I have problem to copy all files *.txt generated every days by systems, so I decided to wrote batch files. My Problem is :
How to copy files *.txt as today date modified from one folder to subfolders (same drive).

Example :
Source path files *.txt in folder 
D:\archive
Destination path :
D:\omega\log\tptes\txt

In subfolder txt, there is folders generates everydays (so date modified absolutely when it generates).
Like this :
D:\omega\log\tptes\txt\*20120930*

*20120930* is subfolder that generates today, tomorrow, there is folder's name *20121001* and continues every day.

I want to copy files *.txt (*.txt files date modified/generated today) from source path files *.txt in folder D:\archive to D:\omega\log\tptes\txt\*20120930*, and tomorrow too.

If you dont mind and take the time to coding it.

Thanks before


----------



## Paata01 (Sep 30, 2012)

try to change name or the file you want to copy and rename on original version later, sometimes it works.


----------



## etstalker (Sep 30, 2012)

Dear Paata01,

Thanks for your reply, but its difficult for me to change the name of the files, because there's reasons about the name of the files is identity of log file *.txt.


----------



## Squashman (Apr 4, 2003)

What version of Windows are you running?

Open up a CMD prompt and type the following command:
*echo %date%*
Please post the output.


----------



## etstalker (Sep 30, 2012)

Dear Squashman,

Thanks for your concern.

Win 7, my date format is dd/mm/yyyy,

I coding until here now

@echo off & setlocal enabledelayedexpansion
set arch=d:\archive
cd /d %arch%
set rev=%date:~-4%%date:~3,2%%date:~0,2%
set dest=D:\omega\log\tptes\txt
cd /d %dest%>%rev%

Now, i have problem to copy files *.txt that generates today in d:\archive to %dest%>%rev%

Thanks before.


----------



## Squashman (Apr 4, 2003)

I asked for the output. If you cannot comply with that request then I cannot help you.


----------



## etstalker (Sep 30, 2012)

Dear Squashman,

Thanks for your fast reply,

this is the output 01/10/2012


----------



## Squashman (Apr 4, 2003)

XCOPY and FORFILES have a /D switch to specify a date.


----------



## etstalker (Sep 30, 2012)

Dear Squashman,

Thanks for your reply, thats not spesific.
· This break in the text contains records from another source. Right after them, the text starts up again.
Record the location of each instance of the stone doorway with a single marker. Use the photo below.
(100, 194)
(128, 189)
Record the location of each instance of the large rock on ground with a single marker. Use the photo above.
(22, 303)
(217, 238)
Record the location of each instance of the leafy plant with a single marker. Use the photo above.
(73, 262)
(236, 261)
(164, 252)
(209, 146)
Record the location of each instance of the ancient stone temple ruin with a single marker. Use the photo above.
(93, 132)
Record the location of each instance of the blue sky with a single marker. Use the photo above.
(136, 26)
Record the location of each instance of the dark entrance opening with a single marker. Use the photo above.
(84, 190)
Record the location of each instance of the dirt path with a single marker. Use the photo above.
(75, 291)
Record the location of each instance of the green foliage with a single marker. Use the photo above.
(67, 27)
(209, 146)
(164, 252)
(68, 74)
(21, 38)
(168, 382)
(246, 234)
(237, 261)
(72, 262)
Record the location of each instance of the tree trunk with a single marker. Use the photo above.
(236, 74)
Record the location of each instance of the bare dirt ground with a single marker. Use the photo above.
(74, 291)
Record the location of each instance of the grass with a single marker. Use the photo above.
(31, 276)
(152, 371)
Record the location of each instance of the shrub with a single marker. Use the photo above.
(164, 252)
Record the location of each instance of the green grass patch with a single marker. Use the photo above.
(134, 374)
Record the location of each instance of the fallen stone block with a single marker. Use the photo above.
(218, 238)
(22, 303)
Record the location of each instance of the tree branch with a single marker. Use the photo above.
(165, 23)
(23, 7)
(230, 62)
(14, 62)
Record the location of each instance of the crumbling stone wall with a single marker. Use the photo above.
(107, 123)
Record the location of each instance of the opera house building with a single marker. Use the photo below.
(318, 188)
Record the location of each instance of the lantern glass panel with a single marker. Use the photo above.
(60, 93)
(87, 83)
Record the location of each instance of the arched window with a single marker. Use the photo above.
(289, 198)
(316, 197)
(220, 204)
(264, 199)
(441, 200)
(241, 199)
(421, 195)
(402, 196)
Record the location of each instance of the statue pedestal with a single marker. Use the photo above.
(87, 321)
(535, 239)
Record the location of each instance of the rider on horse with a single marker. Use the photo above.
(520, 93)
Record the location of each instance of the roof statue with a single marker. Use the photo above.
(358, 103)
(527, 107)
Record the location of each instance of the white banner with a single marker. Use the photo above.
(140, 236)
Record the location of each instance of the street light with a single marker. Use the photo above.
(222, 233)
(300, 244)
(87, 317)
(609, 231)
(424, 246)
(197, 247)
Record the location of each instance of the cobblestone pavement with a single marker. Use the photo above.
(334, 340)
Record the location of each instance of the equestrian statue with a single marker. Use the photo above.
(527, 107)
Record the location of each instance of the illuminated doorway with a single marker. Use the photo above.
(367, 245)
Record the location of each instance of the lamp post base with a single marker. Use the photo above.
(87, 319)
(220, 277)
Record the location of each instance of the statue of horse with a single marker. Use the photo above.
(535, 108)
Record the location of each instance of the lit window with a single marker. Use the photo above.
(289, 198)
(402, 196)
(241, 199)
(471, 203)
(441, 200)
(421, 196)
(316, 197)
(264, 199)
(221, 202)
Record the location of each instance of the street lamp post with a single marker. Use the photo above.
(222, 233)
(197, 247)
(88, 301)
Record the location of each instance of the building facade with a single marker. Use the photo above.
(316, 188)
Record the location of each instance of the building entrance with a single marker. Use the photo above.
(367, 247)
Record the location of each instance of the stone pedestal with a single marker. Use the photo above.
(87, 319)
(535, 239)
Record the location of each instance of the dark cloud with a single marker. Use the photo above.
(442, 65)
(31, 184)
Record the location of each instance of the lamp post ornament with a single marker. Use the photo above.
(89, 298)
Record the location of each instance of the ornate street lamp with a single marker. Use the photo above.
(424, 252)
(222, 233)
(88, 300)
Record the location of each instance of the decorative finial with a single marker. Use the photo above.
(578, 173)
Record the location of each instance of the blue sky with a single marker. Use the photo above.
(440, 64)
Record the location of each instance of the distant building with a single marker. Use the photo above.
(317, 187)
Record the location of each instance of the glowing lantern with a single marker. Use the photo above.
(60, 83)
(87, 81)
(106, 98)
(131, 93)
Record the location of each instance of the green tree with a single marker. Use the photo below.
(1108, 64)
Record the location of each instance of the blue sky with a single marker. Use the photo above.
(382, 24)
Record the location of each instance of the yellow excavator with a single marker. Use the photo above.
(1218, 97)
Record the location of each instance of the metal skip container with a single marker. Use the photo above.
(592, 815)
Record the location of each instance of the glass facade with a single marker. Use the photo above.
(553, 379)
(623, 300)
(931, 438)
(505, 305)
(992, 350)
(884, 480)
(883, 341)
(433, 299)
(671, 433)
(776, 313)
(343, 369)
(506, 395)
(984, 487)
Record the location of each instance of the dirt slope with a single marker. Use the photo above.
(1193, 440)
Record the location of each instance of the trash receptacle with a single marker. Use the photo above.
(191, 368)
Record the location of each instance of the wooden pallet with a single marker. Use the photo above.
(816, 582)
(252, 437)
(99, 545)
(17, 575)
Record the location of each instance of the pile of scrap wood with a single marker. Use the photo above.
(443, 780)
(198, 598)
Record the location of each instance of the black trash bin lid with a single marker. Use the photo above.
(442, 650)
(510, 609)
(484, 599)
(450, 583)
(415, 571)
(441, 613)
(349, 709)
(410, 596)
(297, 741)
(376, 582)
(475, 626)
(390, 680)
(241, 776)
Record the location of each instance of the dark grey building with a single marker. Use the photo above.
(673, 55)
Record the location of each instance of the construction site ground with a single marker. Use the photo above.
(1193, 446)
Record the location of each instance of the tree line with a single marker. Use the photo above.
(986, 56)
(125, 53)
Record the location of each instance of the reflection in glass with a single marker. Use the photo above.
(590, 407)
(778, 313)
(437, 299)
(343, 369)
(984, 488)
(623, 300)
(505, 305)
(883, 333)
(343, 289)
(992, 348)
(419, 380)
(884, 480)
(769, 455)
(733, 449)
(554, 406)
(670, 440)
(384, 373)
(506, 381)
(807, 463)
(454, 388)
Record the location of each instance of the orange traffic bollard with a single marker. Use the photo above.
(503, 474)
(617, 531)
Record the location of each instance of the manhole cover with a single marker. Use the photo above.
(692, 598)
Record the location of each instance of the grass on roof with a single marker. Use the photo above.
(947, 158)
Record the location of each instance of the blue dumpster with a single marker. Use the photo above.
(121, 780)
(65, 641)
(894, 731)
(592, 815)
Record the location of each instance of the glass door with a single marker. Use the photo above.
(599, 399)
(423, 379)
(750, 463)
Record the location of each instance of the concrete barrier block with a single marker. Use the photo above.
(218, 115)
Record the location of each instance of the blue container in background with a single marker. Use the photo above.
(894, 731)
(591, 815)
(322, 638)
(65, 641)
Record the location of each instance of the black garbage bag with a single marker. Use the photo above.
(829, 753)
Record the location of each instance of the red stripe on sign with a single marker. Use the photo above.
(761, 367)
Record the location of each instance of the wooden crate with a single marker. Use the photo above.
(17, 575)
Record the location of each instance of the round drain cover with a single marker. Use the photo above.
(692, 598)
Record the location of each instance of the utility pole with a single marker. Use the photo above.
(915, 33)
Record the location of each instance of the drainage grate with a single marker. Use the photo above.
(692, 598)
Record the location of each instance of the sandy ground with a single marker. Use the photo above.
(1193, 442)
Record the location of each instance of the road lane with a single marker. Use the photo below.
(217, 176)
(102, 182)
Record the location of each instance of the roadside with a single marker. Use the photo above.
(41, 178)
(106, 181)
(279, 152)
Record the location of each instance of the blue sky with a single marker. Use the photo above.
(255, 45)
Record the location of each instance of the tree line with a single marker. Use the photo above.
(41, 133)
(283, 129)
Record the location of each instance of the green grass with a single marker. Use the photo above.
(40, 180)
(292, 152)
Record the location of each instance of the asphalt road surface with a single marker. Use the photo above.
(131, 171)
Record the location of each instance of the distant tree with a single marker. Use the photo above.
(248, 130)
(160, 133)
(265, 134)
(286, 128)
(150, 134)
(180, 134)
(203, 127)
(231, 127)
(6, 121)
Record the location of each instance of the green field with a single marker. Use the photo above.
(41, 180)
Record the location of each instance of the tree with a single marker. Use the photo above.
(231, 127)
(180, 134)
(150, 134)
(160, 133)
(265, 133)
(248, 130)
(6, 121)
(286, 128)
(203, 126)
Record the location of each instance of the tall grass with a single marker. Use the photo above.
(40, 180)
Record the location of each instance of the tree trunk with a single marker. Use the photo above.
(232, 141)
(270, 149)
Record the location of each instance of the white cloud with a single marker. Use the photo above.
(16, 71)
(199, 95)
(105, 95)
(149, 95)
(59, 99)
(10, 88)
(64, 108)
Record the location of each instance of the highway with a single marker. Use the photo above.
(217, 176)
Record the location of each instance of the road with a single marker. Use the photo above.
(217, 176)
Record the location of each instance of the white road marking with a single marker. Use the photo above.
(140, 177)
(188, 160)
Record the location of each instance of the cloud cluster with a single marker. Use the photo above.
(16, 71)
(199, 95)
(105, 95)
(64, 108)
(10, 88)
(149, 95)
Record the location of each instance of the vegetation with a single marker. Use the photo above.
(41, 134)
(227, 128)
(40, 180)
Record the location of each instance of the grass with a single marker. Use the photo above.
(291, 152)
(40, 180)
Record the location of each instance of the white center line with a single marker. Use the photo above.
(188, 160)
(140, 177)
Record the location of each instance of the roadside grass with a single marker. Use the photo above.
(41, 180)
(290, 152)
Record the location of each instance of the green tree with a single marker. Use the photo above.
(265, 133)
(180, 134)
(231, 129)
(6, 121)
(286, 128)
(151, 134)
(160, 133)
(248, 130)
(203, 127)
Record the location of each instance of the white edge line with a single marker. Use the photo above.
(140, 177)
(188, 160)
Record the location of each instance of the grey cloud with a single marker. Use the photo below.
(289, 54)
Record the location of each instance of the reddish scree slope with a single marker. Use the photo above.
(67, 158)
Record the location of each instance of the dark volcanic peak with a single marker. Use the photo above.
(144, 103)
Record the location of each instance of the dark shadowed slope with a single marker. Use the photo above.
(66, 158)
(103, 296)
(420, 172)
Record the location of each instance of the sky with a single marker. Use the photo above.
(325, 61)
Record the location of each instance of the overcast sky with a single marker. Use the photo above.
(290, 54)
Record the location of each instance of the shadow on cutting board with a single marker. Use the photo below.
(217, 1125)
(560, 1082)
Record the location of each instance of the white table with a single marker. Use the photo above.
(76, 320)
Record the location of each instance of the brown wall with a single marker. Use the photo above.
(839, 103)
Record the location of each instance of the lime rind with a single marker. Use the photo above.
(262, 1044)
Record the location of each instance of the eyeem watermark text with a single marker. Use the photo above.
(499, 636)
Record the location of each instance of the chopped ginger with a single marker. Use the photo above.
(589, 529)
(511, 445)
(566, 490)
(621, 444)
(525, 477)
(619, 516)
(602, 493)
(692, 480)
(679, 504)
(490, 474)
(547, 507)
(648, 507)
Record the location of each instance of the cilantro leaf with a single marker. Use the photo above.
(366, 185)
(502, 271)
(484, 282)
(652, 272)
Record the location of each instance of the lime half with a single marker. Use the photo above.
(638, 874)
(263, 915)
But I never got it after I debug my command, I hope I can copy today's file to today's folder or any files to today's folder.

I think, I'm done for today

Thanks again for your concern.


----------



## Squashman (Apr 4, 2003)

What is not specific enough for you? I told you two commands you can use. All you need to do is look at the help for the exact syntax. If you are not using Xcopy or Forfiles with the date option I have no idea how you could possibly copy all files modified today.

When you mark your thread solved you should post all the code that solved your issue.


----------



## Squashman (Apr 4, 2003)

Hard to help when you are not showing us all the code you are using.


----------



## etstalker (Sep 30, 2012)

etstalker said:


> Dear Squashman,
> 
> Thanks for your concern.
> 
> ...


Dear Squashman,

Above what the last I'm coding,

Thanks.


----------



## Squashman (Apr 4, 2003)

I kind of was expecting you to at least attempt to use xcopy in your script.


----------



## etstalker (Sep 30, 2012)

I Got This from others forum and its worked, with debug it little bit.

@echo off & setlocal enabledelayedexpansion
set arch=c:\duplicate
cd /d %arch%
set rev=%date:~-4%%date:~4,2%%date:~7,2%.bat
set dest=D:\gemscol\key\voucher\normal
:: this builds the "reverse-engine" batch based on date of the archive-run
cd /d %dest%>%rev%
for /f "tokens=*" %%a in ('dir /s /b *.txt') do (
:: build the reverse-engine batch
>> %rev% echo copy /y %arch%\%%~nxa %%a
:: now copy/move
copy /y %%a %arch%
)
::===== end

Thanks all


----------